Wildlebende Verwandte von Kulturpflanzen (WVK; engl.: CWR - Crop Wild Relatives) sind wild vorkommende, das heißt im Bezugsraum heimische, verwilderte oder eingebürgerte, sich am Standort reproduzierende Arten und Formen mit aktueller oder potentieller Nutzbarkeit.

Eine CWR-Datenanalyse durch das Forum „Pflanzengenetische Ressourcen“ (PGR-Forum 2006) zeigt, dass circa 79 Prozent aller Arten der europäischen und Mittelmeer-Region wildlebende verwandte oder anderweitig genutzte Arten sind. Das heißt, mehr als 3/4 der Pflanzenarten dieser Region werden aktuell oder potenziell durch den Menschen genutzt. In Deutschland gibt es circa 3.600 wild vorkommende Pflanzenarten. Über 1.000 Arten werden aktuell oder potenziell genutzt beziehungsweise für züchterische Zwecke verwendet.

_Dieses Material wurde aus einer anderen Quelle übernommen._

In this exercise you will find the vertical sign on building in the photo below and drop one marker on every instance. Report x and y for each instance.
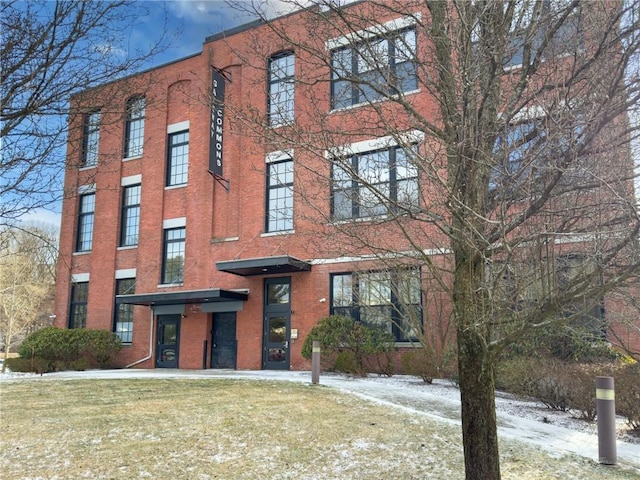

In Deutschland ökonomisch bedeutende kultivierte Arten sind Weizen, Mais, Raps und Kartoffeln. Außer Raps haben diese Kulturpflanzen jedoch hier keine wildlebenden Verwandten. Einige Beispiele von heimischen verwandten Wildarten mit Bedeutung für Ernährung, Land- und Forstwirtschaft in Deutschland sind:

  • Rüben, Kohl, Zwiebel, Karotte und Sellerie sowie Salat;
  • Gerste und Hafer,
  • verschiedene Futtergräser, Klee, Luzerne und Lupine;
  • einige Obstarten;
  • zahlreiche Arznei- und Gewürzpflanzen wie Kamille, Lein oder Minze sowie
  • Forstpflanzen wie Kiefer, Fichte, Eiche, Buche.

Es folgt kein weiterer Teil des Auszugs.